# Infantry Reserve, accepted!!



## AudiR8 (25 May 2012)

Hey im super exicted as I just called into my CFRC in Toronto to find out the status of my application and was told it was sent to my regiment a d already been downloaded! I am just so happy the recruiting is finally over. 

Just my things I went through, I did most of this last year expect being merit listed so these appt. we're much quicker as they were just a quick update;

Wednesday May 9th I did my PT,
Thursday May 17th I did my Medical and Interview,
Tuesday May 22nd I was Merit Listed.

Today I called in and was told about my file being sent to my unit. Although he said he could be wrong butits most likely that I was selected for infantry and that I should receive a call from the unit for my enrollment dates!

I felt like it was near to impossible to get in but easy at the same time if that makes any sense lol anyway I just want to let people know that Im an average guy who wanted to be in the CF, and even though it was a slow process, and that it may feel impossible to get in if you keep working hard and you truly know you are thr feeling when you know you get in is amazing!


----------



## seawolf (25 May 2012)

Awesome man...

Good for you.


----------



## Jarnhamar (25 May 2012)

Regardless of your trade or element if you are willing to put a uniform on, deal with the hardships and sacrifices soldiers sailors and airmen make and put the lives of all Canadian citizens ahead of your own you are not average.  You're far from average.

Now hit the gym fatty.


----------



## AudiR8 (26 May 2012)

Thanks guys, i appreciate the kind words, but i do have a question, uhm i did a search on the entry and i noticed that you get your kit after enrollment of course, do they make the uniform measured to your body or is it general sizes, X,XS,M,L,XL,XXL,XXXL,XXXXL etc. lol


----------



## Nfld Sapper (26 May 2012)

Usually stores has: too big or too small.......

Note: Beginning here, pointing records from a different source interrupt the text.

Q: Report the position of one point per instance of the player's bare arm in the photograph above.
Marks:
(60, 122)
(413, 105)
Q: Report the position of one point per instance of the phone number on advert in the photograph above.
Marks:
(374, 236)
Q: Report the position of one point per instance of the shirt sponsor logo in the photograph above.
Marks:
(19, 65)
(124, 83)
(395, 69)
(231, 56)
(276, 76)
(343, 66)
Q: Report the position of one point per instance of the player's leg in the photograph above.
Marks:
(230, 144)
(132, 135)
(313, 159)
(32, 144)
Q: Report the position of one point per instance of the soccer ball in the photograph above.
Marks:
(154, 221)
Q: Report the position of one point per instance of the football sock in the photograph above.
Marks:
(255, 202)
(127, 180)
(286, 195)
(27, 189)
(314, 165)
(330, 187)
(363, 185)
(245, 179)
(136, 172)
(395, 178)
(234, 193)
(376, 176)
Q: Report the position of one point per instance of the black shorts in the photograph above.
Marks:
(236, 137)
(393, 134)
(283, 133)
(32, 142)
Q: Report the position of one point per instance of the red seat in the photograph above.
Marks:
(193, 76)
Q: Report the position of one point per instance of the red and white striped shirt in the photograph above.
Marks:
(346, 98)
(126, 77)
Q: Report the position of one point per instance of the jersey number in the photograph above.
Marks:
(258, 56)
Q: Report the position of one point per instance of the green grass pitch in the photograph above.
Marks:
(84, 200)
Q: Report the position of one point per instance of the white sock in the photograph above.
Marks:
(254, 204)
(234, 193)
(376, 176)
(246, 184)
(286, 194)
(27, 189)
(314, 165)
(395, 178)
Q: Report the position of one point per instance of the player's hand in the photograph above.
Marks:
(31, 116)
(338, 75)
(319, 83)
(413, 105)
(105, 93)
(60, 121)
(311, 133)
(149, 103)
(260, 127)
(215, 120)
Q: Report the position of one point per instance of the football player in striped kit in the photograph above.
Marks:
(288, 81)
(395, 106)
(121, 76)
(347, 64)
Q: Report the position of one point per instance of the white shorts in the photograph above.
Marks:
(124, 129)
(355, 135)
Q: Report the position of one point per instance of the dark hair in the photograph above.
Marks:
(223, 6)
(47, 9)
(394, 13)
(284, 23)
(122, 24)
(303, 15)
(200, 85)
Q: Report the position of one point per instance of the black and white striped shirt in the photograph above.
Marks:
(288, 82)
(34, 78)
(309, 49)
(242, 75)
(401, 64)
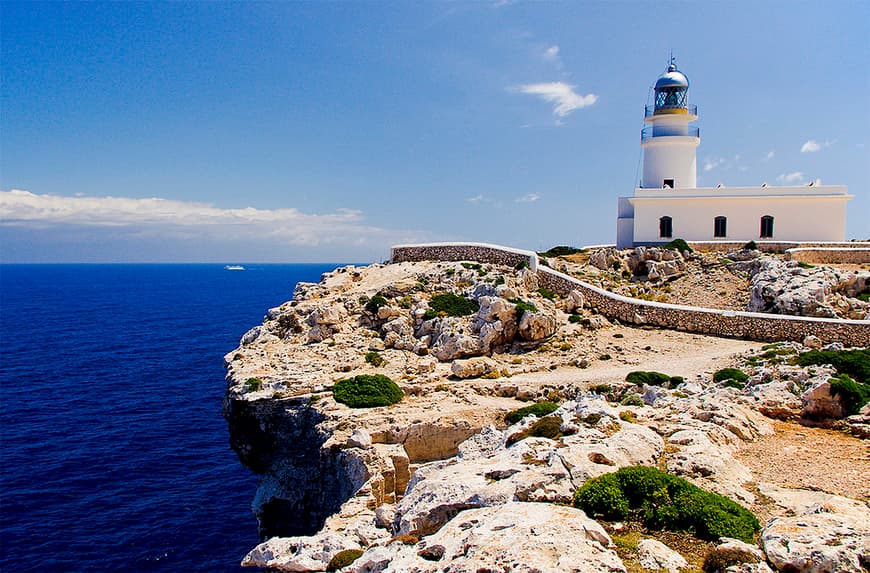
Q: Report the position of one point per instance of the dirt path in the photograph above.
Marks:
(811, 458)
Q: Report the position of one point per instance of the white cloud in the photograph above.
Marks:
(810, 146)
(182, 219)
(562, 95)
(791, 178)
(711, 163)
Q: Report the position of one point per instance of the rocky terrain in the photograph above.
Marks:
(739, 280)
(440, 482)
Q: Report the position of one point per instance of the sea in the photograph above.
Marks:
(114, 455)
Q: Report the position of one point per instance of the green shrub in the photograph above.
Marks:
(732, 383)
(253, 384)
(731, 374)
(664, 501)
(640, 378)
(453, 305)
(523, 307)
(855, 363)
(539, 409)
(547, 294)
(375, 303)
(561, 251)
(852, 394)
(366, 391)
(632, 400)
(678, 244)
(343, 559)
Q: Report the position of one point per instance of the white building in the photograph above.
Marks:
(669, 205)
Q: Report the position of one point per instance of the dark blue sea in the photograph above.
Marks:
(113, 451)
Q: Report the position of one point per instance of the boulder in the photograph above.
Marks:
(537, 325)
(473, 367)
(514, 536)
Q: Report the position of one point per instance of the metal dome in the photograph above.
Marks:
(673, 78)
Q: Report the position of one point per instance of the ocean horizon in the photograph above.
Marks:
(115, 452)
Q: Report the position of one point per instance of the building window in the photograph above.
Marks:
(767, 227)
(666, 230)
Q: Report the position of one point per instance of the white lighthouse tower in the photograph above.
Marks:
(669, 205)
(669, 142)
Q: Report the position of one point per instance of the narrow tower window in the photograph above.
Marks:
(665, 228)
(767, 227)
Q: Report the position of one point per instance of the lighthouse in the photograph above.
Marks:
(668, 204)
(670, 140)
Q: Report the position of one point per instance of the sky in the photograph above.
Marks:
(328, 131)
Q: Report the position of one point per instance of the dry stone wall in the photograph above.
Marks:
(825, 255)
(753, 326)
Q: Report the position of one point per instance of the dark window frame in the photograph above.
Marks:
(720, 227)
(766, 227)
(666, 227)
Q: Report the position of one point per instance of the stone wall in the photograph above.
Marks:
(753, 326)
(825, 255)
(481, 252)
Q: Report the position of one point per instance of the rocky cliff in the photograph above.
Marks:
(440, 482)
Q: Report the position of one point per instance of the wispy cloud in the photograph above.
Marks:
(791, 178)
(561, 95)
(811, 146)
(711, 163)
(182, 219)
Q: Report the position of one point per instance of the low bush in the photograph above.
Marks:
(367, 391)
(343, 559)
(375, 303)
(561, 251)
(253, 384)
(640, 378)
(855, 363)
(678, 244)
(539, 409)
(453, 305)
(852, 394)
(547, 294)
(663, 501)
(632, 400)
(731, 374)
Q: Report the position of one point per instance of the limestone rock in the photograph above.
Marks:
(472, 367)
(515, 536)
(655, 555)
(537, 325)
(829, 533)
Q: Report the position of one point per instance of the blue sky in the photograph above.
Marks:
(319, 131)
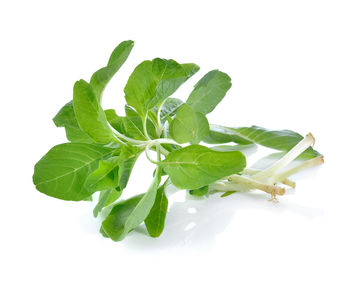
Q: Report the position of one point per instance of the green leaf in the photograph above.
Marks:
(196, 166)
(153, 81)
(66, 118)
(106, 198)
(104, 177)
(127, 215)
(127, 159)
(282, 140)
(169, 108)
(203, 191)
(188, 126)
(209, 91)
(89, 113)
(156, 217)
(62, 172)
(100, 79)
(220, 134)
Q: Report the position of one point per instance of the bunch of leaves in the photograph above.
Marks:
(104, 146)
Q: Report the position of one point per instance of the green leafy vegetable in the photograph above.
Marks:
(105, 146)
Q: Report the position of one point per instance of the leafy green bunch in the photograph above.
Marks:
(104, 146)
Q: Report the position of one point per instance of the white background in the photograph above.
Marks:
(290, 65)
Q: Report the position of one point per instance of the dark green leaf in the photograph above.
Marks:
(89, 113)
(127, 215)
(209, 91)
(62, 172)
(153, 81)
(156, 217)
(188, 126)
(196, 166)
(100, 78)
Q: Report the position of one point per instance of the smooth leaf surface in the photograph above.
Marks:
(153, 81)
(62, 172)
(105, 176)
(188, 126)
(282, 140)
(66, 118)
(196, 166)
(89, 113)
(156, 217)
(100, 79)
(209, 91)
(127, 215)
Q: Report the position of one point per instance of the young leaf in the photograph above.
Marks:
(188, 126)
(203, 191)
(282, 140)
(209, 91)
(156, 217)
(100, 79)
(106, 198)
(196, 166)
(89, 113)
(62, 172)
(153, 81)
(127, 215)
(66, 118)
(105, 176)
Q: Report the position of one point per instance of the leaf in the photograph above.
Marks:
(209, 91)
(127, 215)
(89, 113)
(100, 79)
(282, 140)
(220, 134)
(153, 81)
(127, 159)
(66, 118)
(106, 198)
(188, 126)
(156, 217)
(203, 191)
(62, 172)
(196, 166)
(104, 177)
(169, 108)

Sizes I have seen are S, M, L, XL


----------



## AudiR8 (26 May 2012)

Well hopefully it isnt to small on me  ;D

one last thing, sorry. Does anyone know what type of gear we get issued in the reserves, i also love the new(i think) canadian army jackets with the velcro on the side, do we get those too?

Thank you so much!


----------



## Nfld Sapper (26 May 2012)

:facepalm:


----------



## AudiR8 (26 May 2012)

NFLD Sapper, that was unneeded, and just ignorant.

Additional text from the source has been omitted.